The current StreetReach team is not the first for the north. There was previously one in the city about 10 years ago, a little after the provincial government created StreetReach Winnipeg. That team was later dissolved but the new one arose from its ashes when the provincial government pledged $2.1 million over thee years, including $900,000 this year and next, to start it up again and help Thompson deal with the high number of missing children and youth reports it receives. Over the past few years, Thompson RCMP received an average of six to eight such reports every night, though it has recently dropped down to three or four as a result of both StreetReach’s efforts and COVID-19 pandemic restrictions on gatherings, says acting detachment officer-in-charge Staff. Sgt. Chris Hastie.
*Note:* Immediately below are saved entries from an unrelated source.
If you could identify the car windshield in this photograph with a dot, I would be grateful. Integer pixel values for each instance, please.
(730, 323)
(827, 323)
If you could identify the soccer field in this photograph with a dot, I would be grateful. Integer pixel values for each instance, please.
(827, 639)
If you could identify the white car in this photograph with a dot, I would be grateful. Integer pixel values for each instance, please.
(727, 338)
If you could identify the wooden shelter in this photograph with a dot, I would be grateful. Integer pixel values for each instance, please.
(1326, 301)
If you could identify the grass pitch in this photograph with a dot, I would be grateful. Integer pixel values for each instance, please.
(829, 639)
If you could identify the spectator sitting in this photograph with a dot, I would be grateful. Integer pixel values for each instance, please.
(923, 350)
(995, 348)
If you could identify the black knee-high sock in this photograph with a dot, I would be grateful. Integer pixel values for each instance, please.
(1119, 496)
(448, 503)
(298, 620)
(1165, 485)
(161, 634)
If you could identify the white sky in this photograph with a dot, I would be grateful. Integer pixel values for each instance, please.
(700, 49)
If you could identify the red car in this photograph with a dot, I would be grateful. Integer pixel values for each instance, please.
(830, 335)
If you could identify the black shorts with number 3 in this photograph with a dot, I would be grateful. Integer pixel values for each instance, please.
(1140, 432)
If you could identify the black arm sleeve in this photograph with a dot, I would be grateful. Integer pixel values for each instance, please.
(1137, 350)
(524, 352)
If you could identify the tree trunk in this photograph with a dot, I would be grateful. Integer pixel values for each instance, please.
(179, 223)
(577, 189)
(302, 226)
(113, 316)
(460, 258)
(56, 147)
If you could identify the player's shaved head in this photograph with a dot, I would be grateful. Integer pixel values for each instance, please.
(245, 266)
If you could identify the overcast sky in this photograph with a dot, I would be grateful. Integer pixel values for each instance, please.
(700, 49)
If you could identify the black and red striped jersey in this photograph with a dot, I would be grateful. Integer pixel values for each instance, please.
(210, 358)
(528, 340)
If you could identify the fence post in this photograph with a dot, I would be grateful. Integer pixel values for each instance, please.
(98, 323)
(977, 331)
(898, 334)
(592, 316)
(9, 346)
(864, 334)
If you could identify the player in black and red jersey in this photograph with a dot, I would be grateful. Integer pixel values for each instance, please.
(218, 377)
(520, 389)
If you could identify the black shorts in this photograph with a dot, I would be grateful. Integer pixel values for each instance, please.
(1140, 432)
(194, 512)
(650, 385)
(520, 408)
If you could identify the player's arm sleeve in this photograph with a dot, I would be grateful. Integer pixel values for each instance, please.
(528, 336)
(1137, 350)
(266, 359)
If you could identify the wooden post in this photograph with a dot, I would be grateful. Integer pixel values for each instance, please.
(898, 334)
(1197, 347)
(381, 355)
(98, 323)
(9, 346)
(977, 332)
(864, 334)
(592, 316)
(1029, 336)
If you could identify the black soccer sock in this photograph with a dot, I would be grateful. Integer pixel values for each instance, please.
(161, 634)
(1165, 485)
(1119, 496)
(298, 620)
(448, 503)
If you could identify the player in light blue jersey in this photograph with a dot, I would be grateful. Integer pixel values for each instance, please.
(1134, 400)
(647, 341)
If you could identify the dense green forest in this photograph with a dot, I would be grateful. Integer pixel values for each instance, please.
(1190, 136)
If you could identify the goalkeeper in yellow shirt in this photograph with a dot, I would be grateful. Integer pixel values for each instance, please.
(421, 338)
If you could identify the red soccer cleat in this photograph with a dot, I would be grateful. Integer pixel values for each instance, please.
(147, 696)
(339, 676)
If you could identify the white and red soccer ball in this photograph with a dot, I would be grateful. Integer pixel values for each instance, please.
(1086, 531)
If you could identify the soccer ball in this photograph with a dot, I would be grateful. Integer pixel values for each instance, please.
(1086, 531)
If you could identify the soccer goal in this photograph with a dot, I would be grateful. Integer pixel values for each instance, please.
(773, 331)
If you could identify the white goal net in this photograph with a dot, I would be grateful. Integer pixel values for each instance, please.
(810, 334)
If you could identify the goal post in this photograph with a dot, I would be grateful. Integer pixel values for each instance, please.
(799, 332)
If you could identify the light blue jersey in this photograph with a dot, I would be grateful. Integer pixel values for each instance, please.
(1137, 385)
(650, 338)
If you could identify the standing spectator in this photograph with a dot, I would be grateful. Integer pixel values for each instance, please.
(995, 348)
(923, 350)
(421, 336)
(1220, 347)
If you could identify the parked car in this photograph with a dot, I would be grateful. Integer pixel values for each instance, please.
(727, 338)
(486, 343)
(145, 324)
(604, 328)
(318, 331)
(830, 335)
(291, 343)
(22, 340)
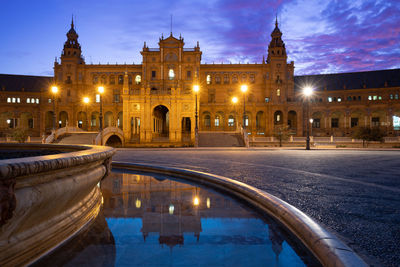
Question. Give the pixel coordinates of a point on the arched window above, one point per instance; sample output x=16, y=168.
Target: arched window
x=171, y=74
x=138, y=79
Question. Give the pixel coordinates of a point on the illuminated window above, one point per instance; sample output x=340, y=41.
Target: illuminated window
x=231, y=121
x=207, y=121
x=375, y=121
x=354, y=122
x=171, y=74
x=138, y=79
x=208, y=79
x=335, y=123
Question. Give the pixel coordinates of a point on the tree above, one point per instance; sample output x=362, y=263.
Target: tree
x=369, y=134
x=282, y=133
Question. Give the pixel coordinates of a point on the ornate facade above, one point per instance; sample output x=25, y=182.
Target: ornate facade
x=154, y=101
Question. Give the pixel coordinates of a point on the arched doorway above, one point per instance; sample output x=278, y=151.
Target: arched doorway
x=94, y=121
x=114, y=141
x=48, y=121
x=278, y=117
x=108, y=119
x=120, y=120
x=260, y=122
x=292, y=120
x=186, y=129
x=82, y=120
x=62, y=119
x=161, y=121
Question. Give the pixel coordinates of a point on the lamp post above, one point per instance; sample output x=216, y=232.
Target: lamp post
x=86, y=100
x=100, y=89
x=196, y=90
x=307, y=92
x=54, y=90
x=243, y=88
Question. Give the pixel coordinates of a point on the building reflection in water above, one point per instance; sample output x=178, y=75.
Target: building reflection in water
x=147, y=214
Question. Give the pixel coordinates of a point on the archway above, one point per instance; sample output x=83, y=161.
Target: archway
x=186, y=128
x=48, y=121
x=108, y=119
x=94, y=120
x=62, y=119
x=26, y=120
x=278, y=117
x=260, y=122
x=292, y=120
x=114, y=141
x=120, y=120
x=161, y=121
x=82, y=120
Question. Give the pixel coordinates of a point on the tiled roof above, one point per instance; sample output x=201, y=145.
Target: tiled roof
x=349, y=81
x=15, y=83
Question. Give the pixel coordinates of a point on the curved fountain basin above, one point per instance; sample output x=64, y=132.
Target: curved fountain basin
x=45, y=200
x=156, y=220
x=326, y=247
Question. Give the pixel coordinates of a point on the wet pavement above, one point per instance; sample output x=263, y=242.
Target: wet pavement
x=355, y=194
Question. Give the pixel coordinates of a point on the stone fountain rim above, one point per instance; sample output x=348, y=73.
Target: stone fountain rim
x=75, y=155
x=325, y=246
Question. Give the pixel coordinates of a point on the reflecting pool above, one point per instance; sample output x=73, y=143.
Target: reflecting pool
x=159, y=221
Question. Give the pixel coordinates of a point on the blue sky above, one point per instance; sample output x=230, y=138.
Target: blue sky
x=321, y=36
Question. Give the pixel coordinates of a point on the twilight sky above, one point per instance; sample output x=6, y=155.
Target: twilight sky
x=321, y=36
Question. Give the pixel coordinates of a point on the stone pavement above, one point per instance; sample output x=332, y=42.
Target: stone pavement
x=355, y=194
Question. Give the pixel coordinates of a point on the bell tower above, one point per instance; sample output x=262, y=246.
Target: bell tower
x=72, y=51
x=281, y=72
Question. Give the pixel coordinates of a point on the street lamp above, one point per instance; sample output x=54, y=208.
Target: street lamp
x=54, y=91
x=243, y=88
x=100, y=89
x=307, y=92
x=86, y=100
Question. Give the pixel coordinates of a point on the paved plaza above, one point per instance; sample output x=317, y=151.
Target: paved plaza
x=355, y=194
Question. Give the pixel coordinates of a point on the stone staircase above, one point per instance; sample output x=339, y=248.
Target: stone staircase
x=82, y=138
x=220, y=139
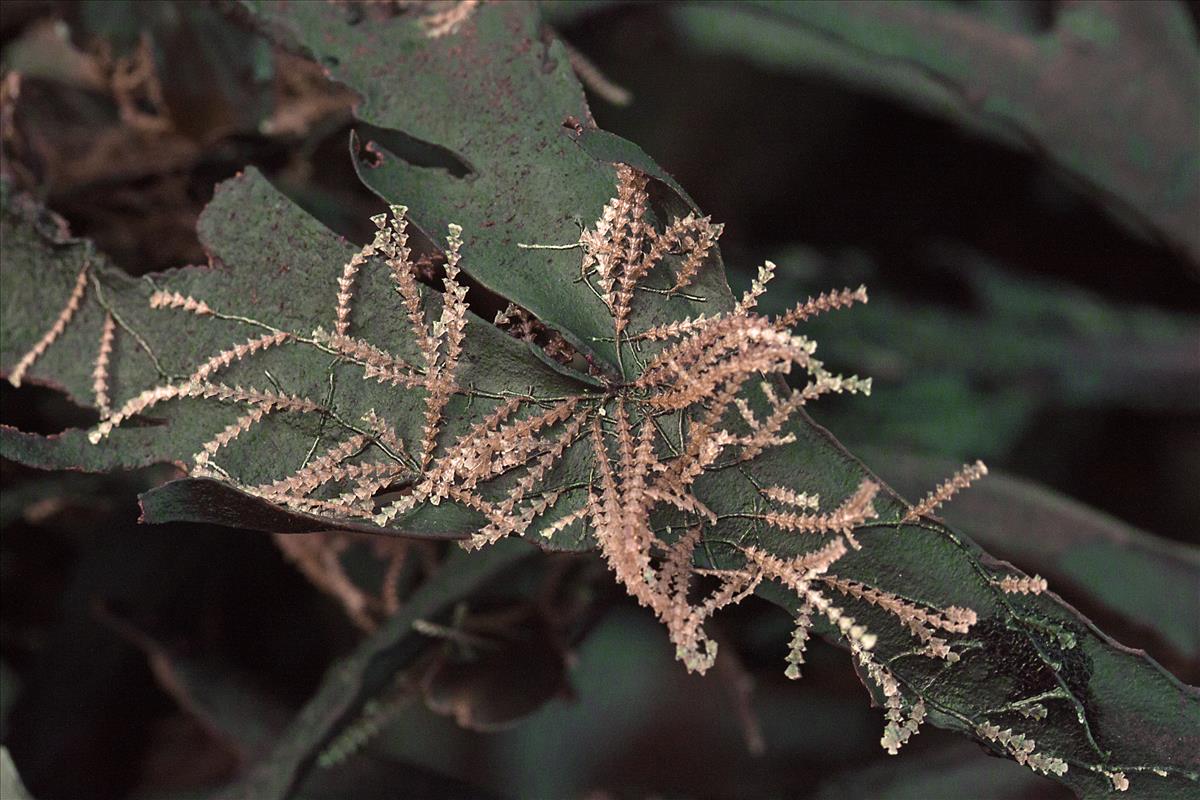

Inspired by the Dallas, Texas police department’s high-risk victims unit, StreetReach also seeks to prevent sexual abuse and exploitation and intervene to stop those who target young, high-risk victims.

“We see individuals, adults, lurking around the downtown area, the liquor store, anywhere where there’s vulnerable people or people under the influence of alcohol and trying to lure them to get them to go with them, bribing them with alcohol, with weed, with a pack of cigarettes, warm clothing, whatever it may be, in exchange for sexual favours,” said Thompson.

StreetReach’s attempts to develop relationships with high-risk youth helps its workers to identify offenders and pass on what they learn to police.

Hastie says that information provided by StreetReach has resulted in criminal investigations being initiated and arrests being made and charges laid in some cases.

The main focus of the program is not enforcement, however, but providing at-risk youth with people to turn to and rely on.

“The kids we’re dealing with, they already have nothing,” says Thompson. “There’s nothing that we can do to them that hasn’t already been done and done worse so we want to come from a nurturing and a harm reduction approach and just support them and love them and let them know that we care for them, we’re rooting for them and that they do have a future. It does not have to be this way. There’s a different path they can definitely be on."

The StreetReach team’s provincial funding runs until March 2022 but Thompson is hopeful that its work will prove that it is a needed service.

“We’re really hoping that .. we’re so successful that the province does extend our funding,” she told chamber members.